Tuesday, 13 November 2012

I'm on the drug that killed River Pheonix

THE title of this post is very much tongue in cheek.  I seriously thought I was going to be on some drug that was going to take control of my life or at the least take control of my life away from me.  I didn't want anything screwing with my brain waves to the point I wasn't in control of my own life anymore. Well I am pleased to say it couldn't be further from the truth.

SO, initially I had tried to 'control' my anxiety with plenty of vitamin D (aka the Sun). This turned into playing football which allowed me to vent much of the frustrations I had which is how my anxiety manifested itself. The only problem was, I couldn't control or self treat myself anymore than a diabetic can treat themselves.  I needed help but there were two things stopping me.

ONE: I would too easily hit the self destruction button and spiral out of control into the depths of despair.  The place I felt most comfortable, total darkness where it was just me and my doubts; and of course

TWO: taking medication was for crazy people. I wasn't crazy, I was comfortably numb.

GOING back to a previous post, DnA isn't something I fully understood so I gave it that negative stigma. I had been diagnosed and spoken to my Doctor back in '05 about it but I didn't understand how the brain functioned or how medication could help.  I don't know to many people who could say their career saved their life (I know many who would love to get out of their chosen careers!!), but I can say it. Since working in the health and safety industry I have learnt a lot about wellbeing. And its this that has helped me accept medication and change my life.  Of course it took five years to realise it but hey, patience is a virtue... love me honey :-)

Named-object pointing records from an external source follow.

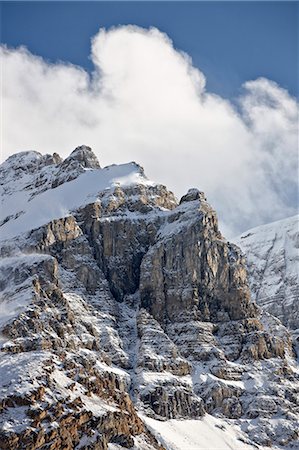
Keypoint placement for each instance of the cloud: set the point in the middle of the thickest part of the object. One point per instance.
(145, 101)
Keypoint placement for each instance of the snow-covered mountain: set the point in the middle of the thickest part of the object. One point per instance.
(126, 318)
(272, 253)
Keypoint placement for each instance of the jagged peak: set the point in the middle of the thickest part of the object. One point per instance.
(84, 156)
(193, 194)
(27, 162)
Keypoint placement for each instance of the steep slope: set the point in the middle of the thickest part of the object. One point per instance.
(119, 303)
(272, 253)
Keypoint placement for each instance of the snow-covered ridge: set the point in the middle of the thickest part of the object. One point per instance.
(36, 189)
(272, 253)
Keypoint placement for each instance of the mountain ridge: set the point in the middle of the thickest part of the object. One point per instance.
(129, 303)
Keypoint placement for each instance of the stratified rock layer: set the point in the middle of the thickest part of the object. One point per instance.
(128, 302)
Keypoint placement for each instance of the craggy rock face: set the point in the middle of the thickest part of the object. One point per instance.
(129, 303)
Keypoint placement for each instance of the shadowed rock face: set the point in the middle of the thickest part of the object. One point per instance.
(133, 303)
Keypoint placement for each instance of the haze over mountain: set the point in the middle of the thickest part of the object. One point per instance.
(146, 101)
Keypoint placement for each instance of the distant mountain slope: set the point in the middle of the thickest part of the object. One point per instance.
(272, 253)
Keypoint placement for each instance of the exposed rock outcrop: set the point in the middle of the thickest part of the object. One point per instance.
(127, 303)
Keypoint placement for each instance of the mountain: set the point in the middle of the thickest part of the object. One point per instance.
(126, 318)
(272, 253)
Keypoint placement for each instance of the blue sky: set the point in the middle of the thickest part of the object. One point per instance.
(231, 42)
(227, 123)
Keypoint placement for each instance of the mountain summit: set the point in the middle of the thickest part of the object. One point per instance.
(124, 309)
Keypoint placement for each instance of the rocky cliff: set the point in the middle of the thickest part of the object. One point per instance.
(118, 302)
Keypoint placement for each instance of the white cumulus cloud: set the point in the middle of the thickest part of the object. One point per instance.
(145, 101)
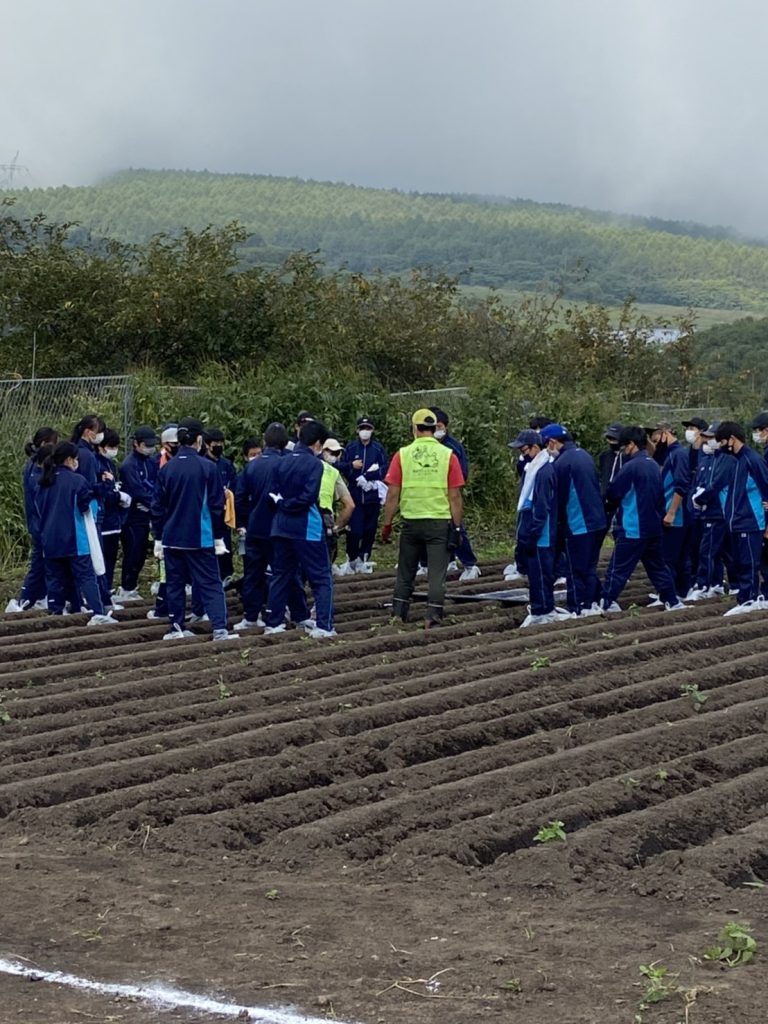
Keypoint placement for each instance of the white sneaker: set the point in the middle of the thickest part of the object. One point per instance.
(219, 635)
(176, 633)
(102, 621)
(318, 634)
(612, 609)
(512, 572)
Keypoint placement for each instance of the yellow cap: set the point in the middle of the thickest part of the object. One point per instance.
(424, 418)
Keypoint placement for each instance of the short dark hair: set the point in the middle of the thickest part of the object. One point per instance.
(311, 432)
(729, 428)
(633, 435)
(275, 435)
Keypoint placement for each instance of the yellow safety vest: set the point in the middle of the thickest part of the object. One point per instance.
(424, 488)
(328, 485)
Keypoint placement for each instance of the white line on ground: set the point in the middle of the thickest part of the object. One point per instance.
(161, 995)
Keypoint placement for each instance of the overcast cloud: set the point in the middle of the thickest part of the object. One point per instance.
(640, 105)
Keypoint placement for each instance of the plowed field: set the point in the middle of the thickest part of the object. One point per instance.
(348, 826)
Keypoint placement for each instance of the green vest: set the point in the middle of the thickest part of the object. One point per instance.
(424, 488)
(328, 485)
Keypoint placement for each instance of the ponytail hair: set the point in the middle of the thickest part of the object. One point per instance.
(89, 422)
(57, 457)
(45, 435)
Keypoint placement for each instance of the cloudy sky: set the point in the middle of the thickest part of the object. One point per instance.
(642, 105)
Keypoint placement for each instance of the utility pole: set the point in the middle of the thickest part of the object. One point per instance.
(10, 170)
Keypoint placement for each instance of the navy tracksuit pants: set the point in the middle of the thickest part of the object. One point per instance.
(74, 574)
(199, 567)
(361, 530)
(745, 551)
(135, 540)
(582, 552)
(712, 554)
(540, 564)
(292, 560)
(627, 554)
(34, 587)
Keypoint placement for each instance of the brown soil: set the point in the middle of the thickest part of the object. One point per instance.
(385, 791)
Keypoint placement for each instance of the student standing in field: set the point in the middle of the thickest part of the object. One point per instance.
(364, 464)
(64, 502)
(425, 480)
(187, 514)
(581, 518)
(34, 588)
(637, 496)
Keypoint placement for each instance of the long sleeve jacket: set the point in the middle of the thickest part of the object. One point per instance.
(537, 520)
(254, 508)
(60, 509)
(187, 508)
(580, 503)
(298, 479)
(372, 454)
(637, 495)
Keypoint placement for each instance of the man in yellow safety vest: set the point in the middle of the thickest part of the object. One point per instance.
(425, 480)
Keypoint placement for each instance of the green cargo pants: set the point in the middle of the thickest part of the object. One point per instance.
(415, 534)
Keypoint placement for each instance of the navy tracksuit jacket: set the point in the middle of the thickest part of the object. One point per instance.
(581, 524)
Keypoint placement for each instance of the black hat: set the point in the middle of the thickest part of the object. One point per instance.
(145, 434)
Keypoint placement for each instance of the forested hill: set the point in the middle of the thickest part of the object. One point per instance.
(485, 241)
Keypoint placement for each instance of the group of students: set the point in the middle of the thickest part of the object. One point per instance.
(295, 496)
(692, 514)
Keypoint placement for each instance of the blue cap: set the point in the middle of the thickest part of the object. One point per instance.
(554, 432)
(526, 437)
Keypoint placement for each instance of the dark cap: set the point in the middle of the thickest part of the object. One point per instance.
(554, 432)
(526, 437)
(145, 434)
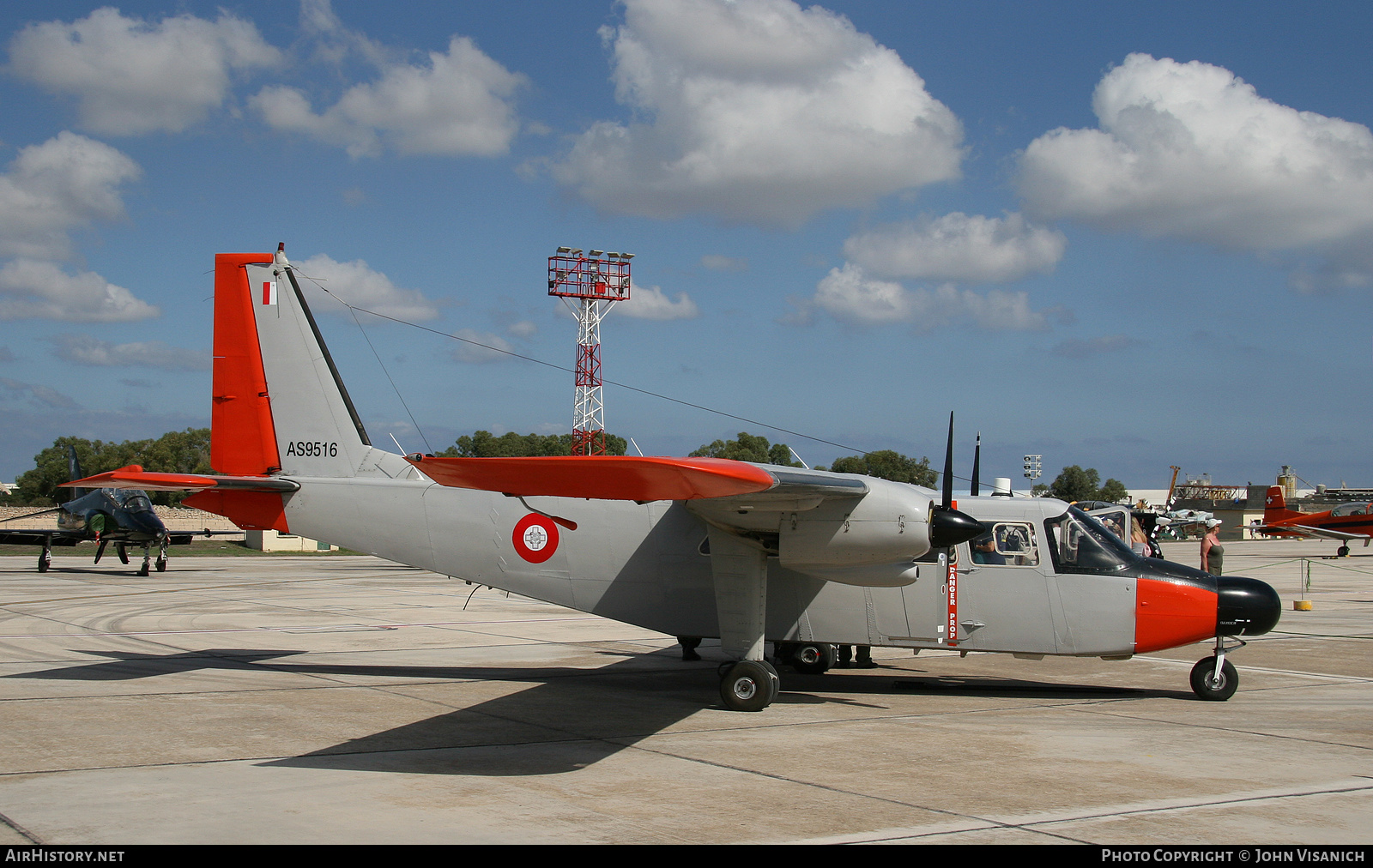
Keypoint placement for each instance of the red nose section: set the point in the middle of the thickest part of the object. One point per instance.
(1169, 614)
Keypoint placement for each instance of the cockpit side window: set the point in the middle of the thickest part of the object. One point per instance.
(1007, 543)
(1080, 544)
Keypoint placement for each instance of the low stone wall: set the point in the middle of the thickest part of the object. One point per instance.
(176, 520)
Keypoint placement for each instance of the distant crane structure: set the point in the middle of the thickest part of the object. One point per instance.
(596, 280)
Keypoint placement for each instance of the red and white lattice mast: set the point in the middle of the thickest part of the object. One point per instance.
(596, 282)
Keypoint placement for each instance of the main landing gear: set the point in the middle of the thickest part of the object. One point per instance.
(812, 658)
(1214, 678)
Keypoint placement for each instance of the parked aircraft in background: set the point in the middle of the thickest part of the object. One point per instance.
(686, 547)
(1346, 522)
(103, 515)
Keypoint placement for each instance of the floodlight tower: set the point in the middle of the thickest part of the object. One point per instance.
(596, 280)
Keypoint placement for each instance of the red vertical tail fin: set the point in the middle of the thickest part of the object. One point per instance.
(1274, 506)
(242, 434)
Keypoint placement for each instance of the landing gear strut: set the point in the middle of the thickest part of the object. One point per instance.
(1214, 678)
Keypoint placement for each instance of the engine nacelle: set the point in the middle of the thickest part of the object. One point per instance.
(871, 541)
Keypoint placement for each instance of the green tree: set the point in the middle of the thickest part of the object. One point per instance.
(889, 465)
(747, 448)
(511, 445)
(187, 452)
(1077, 484)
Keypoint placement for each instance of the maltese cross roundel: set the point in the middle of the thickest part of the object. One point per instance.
(535, 537)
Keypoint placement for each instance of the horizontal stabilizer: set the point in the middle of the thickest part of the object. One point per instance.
(134, 477)
(601, 477)
(1304, 530)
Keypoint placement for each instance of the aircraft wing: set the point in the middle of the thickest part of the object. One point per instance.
(638, 479)
(1306, 530)
(134, 477)
(39, 537)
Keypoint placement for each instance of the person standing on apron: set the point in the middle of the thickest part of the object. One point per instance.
(1213, 552)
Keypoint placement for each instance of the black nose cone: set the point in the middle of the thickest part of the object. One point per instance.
(1246, 606)
(951, 527)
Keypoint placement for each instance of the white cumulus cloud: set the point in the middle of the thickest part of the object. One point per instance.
(132, 75)
(960, 248)
(851, 297)
(481, 347)
(759, 112)
(357, 285)
(88, 351)
(36, 395)
(459, 103)
(34, 289)
(58, 185)
(652, 304)
(1191, 151)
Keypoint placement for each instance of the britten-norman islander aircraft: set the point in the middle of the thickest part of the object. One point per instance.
(686, 547)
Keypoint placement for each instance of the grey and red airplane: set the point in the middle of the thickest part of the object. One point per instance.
(750, 554)
(1346, 522)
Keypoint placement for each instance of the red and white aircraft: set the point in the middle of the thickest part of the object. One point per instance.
(1346, 522)
(686, 547)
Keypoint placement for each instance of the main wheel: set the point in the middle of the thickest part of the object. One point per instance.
(750, 685)
(1207, 685)
(814, 658)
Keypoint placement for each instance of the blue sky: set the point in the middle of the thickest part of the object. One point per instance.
(1122, 235)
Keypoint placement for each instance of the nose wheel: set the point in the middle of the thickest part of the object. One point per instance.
(1214, 678)
(748, 685)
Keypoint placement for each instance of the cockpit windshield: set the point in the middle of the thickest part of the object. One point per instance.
(130, 499)
(1081, 544)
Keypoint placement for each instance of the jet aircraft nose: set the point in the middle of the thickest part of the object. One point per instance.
(1246, 606)
(146, 522)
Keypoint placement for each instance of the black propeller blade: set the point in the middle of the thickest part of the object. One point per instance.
(977, 466)
(947, 527)
(947, 500)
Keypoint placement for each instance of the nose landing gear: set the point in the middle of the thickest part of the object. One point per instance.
(748, 685)
(1214, 678)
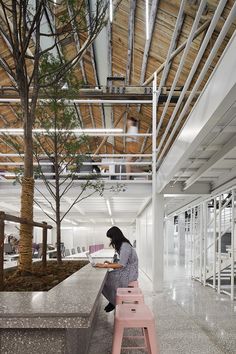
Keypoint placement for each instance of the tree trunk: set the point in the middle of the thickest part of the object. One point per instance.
(27, 196)
(58, 216)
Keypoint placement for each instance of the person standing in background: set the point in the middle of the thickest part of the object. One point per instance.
(124, 271)
(132, 145)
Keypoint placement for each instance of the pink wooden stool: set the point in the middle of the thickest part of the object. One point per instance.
(134, 316)
(129, 296)
(133, 284)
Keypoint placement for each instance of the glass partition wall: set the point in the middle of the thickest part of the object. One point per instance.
(210, 242)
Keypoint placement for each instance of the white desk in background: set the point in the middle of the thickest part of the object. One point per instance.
(11, 257)
(103, 253)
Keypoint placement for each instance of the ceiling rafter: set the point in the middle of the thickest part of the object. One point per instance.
(81, 62)
(93, 61)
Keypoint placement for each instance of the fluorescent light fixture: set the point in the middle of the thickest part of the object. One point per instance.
(111, 11)
(147, 19)
(108, 206)
(20, 131)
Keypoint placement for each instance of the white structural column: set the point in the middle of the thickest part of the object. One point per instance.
(157, 207)
(181, 238)
(232, 245)
(158, 243)
(170, 236)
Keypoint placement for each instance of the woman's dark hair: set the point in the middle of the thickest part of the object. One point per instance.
(117, 238)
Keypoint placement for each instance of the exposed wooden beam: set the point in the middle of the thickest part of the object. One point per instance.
(153, 14)
(93, 60)
(177, 35)
(130, 39)
(177, 51)
(105, 138)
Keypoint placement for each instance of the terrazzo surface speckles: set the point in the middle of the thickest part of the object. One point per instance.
(190, 319)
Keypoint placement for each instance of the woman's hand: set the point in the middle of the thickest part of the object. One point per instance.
(101, 265)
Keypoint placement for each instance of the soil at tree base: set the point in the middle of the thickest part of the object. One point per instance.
(40, 279)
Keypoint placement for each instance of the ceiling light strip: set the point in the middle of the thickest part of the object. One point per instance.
(195, 65)
(82, 101)
(201, 76)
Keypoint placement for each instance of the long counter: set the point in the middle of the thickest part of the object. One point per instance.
(57, 321)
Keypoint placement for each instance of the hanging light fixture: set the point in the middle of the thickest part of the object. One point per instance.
(147, 19)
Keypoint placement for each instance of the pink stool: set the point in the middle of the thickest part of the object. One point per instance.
(133, 284)
(129, 296)
(134, 316)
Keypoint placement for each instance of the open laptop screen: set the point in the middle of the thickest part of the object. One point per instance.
(90, 259)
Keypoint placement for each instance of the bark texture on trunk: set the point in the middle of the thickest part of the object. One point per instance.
(26, 231)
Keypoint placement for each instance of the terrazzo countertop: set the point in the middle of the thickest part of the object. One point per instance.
(71, 304)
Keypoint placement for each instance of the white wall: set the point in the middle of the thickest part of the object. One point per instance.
(144, 241)
(89, 235)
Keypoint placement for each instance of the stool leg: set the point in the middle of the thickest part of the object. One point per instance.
(117, 338)
(150, 339)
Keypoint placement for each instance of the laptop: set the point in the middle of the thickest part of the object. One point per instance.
(90, 258)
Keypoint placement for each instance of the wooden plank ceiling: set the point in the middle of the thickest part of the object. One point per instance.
(135, 59)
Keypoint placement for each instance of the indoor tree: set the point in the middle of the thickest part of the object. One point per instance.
(56, 143)
(21, 27)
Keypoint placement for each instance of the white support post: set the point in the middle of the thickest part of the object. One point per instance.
(219, 247)
(181, 238)
(232, 246)
(158, 244)
(214, 246)
(205, 241)
(191, 240)
(194, 240)
(157, 213)
(201, 244)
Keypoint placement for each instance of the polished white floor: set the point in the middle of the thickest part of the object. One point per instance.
(190, 318)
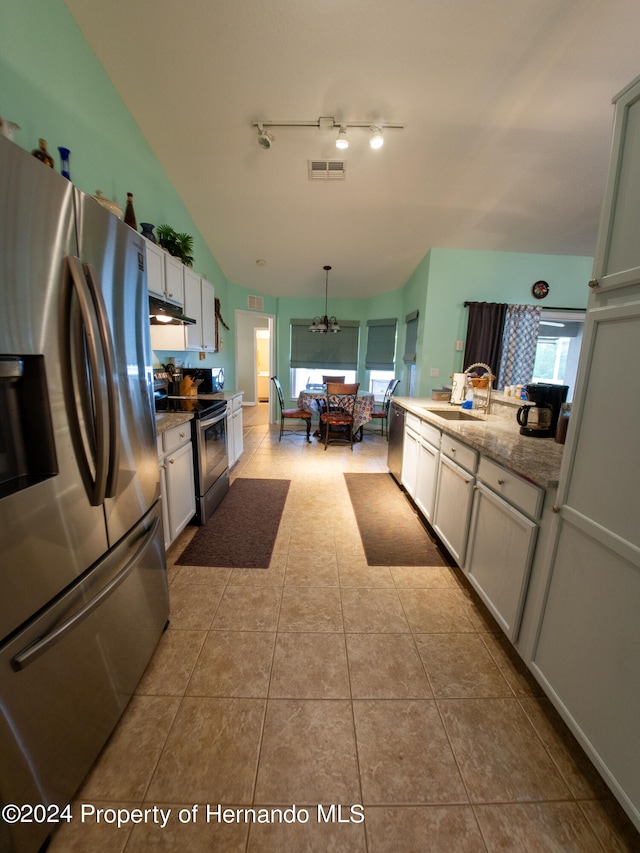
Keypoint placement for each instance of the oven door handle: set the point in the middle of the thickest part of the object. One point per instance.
(215, 420)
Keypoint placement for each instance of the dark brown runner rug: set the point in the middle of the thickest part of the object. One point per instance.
(242, 531)
(391, 533)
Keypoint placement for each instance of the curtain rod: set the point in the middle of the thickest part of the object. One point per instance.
(544, 307)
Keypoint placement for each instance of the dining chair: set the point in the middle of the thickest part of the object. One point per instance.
(382, 414)
(337, 412)
(285, 414)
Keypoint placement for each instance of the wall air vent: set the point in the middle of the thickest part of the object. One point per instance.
(327, 170)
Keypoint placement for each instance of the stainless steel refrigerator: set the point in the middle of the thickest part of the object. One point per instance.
(83, 591)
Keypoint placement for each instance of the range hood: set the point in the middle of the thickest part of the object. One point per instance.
(162, 313)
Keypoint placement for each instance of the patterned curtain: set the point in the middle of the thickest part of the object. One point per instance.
(519, 342)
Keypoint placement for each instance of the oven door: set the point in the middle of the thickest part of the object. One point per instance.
(212, 450)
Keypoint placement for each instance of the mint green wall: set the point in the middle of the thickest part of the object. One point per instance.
(374, 307)
(447, 278)
(54, 87)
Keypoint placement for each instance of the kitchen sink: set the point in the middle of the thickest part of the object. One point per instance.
(453, 414)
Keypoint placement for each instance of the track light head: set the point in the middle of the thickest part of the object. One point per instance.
(342, 142)
(376, 140)
(264, 137)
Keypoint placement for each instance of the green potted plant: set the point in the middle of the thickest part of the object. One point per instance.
(177, 244)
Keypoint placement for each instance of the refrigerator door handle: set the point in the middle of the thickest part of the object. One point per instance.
(88, 334)
(23, 658)
(112, 388)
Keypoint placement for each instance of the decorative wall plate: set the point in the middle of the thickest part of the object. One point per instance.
(540, 289)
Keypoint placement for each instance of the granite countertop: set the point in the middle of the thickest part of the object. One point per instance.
(498, 438)
(220, 395)
(167, 420)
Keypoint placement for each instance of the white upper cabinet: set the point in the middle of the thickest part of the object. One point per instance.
(617, 260)
(164, 274)
(199, 303)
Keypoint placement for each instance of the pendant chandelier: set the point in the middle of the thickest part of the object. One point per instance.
(325, 324)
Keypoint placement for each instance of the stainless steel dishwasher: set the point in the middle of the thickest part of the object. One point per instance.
(396, 440)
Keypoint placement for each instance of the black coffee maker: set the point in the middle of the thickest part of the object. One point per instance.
(541, 419)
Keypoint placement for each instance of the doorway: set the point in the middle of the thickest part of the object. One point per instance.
(248, 348)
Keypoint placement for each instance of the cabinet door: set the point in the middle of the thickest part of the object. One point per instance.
(617, 261)
(425, 497)
(208, 316)
(193, 309)
(453, 507)
(410, 461)
(499, 556)
(174, 280)
(165, 504)
(154, 257)
(181, 492)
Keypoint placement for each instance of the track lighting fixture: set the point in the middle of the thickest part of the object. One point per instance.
(325, 324)
(376, 140)
(264, 137)
(342, 142)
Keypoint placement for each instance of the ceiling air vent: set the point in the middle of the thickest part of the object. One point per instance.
(327, 170)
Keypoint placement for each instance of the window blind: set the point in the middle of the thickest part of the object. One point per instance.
(381, 344)
(411, 341)
(328, 351)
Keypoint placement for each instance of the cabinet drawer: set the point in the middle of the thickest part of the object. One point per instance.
(525, 496)
(430, 434)
(460, 453)
(412, 422)
(176, 436)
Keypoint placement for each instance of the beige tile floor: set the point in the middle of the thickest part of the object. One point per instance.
(322, 680)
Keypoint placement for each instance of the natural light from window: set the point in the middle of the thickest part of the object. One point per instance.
(558, 348)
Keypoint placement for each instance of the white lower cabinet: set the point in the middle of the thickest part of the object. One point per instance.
(500, 551)
(176, 481)
(454, 496)
(235, 436)
(427, 478)
(410, 454)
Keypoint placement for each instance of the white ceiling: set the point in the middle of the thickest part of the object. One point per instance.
(507, 106)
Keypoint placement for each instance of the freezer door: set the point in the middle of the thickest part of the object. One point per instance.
(49, 532)
(66, 678)
(113, 260)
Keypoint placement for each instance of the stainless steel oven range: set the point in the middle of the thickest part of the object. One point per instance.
(209, 437)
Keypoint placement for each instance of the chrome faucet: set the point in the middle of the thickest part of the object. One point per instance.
(486, 406)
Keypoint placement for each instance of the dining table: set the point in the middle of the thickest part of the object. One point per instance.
(308, 400)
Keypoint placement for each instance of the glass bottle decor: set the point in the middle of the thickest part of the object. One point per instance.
(64, 162)
(43, 155)
(147, 231)
(129, 213)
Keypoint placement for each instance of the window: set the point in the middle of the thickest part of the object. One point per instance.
(301, 376)
(315, 354)
(378, 382)
(558, 348)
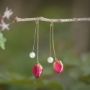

I will never forget the day the Doctor said she wanted me to try a course of medication in conjunction with counselling (tip for anyone with DnA, you need both to some degree).  Oh and I should point out, my family Doc from '05 passed away so I have only been seeing my current Doc for the past couple of years (like three or four times).  So I goes in to see my Doc as part of my new regime, see the Doctor every six months for a check up (just like a car) whether I was sick or not.  It was a chance to check my vitals and have a chat about my wellbeing.  It was during this chat that the alarm bells started sounding and before we could move onto the important things like a skin tag, she had me considering medication, a mental health plan (mandatory in Australia for medicare benefits. Can explain more if need be, just ask), and counselling.  I was to return in a weeks time with my decision on what I wanted to do after doing my own research on mental health issues.

AFTER the appointment (it was a Monday morning), I climbed into the car, called my wife and broke down because I had to do the inevitable and take medication - DRUGS!  I think my wife cheered my up by telling me it was about bloody time.  Two weeks later I was back in to get my prescription for AROPAX, 20mg per day for a minimum of six months with a view to 12 months and longer if required.

GlaxoSmithKline Aropax information

WITH medication comes side effects; nausea, weight gain, dry mouth, and the list goes on.  Great, exactly why I didn't want to go on medication in the first place. I was about to screw up my mind even more than it already was!  I purchased the meds that afternoon and the Doc advised me to wait until the Friday to start due to the side effects, you know just in case. Gee, what not to say to someone who is anxious!

TUESDAY saw me farting like a trooper and by midday, I had diarrhea. My stomach just kept churning away all day. To the point where I had to leave work as it was too embarrassing.  I figured that if I was making myself that sick just by thinking about taking the damn drug, how much worse could the actual drug side effects be.  So I decided to start the next morning.

BEST thing I ever did.

SINCE being on the medication (which has remained the same 20mg per day), I have felt alive, and I mean really alive. I can enjoy things again. I have motivation to do things again.  It has provided me with clarity in what I think, feel and do.  Situations arise and I feel a bit stressed or frustrated  but nothing to what I used to. I am normal again, or at least I feel it.

BUT most of all, I haven't had a blow up in three months now, since I first took my little white tablet on 15 August 2012.  That means I haven't put my fist through a wall or door. I haven't broken a glass or TV or anything I could get my hands on.  I have been able to have robust discussions with my wife that haven't ended with me driving to Adelaide without a word of where I was going or what I was doing.  I am starting to be a real husband and father again and it feels good.

MY psychologist puts it best (and I have said this before), diabetics take insulin, pregnant women take folate, older wiser people take calcium cause Mark Holden says to. And I need something to help balance out my serotonin deficiency.  Aropax just happens to be the name of my supplement.

IF you are thinking of medication or it has been recommended to you, give it a go.  My mate went through a few types of medication (dosage and composition), before he got onto the right one but once he was on it, it changed his life for the better too.  All I am saying is that it might feel like you are about to take something that will take over your life but it will only help you take control of your life.

Neil

PS. I have kept a diary of how I felt every day for the first two months as it usually takes about eight weeks to start to do its job. And sure enough I started to plateau from bouncing off the walls but I'm still feeling better than I did before starting my course of supplements.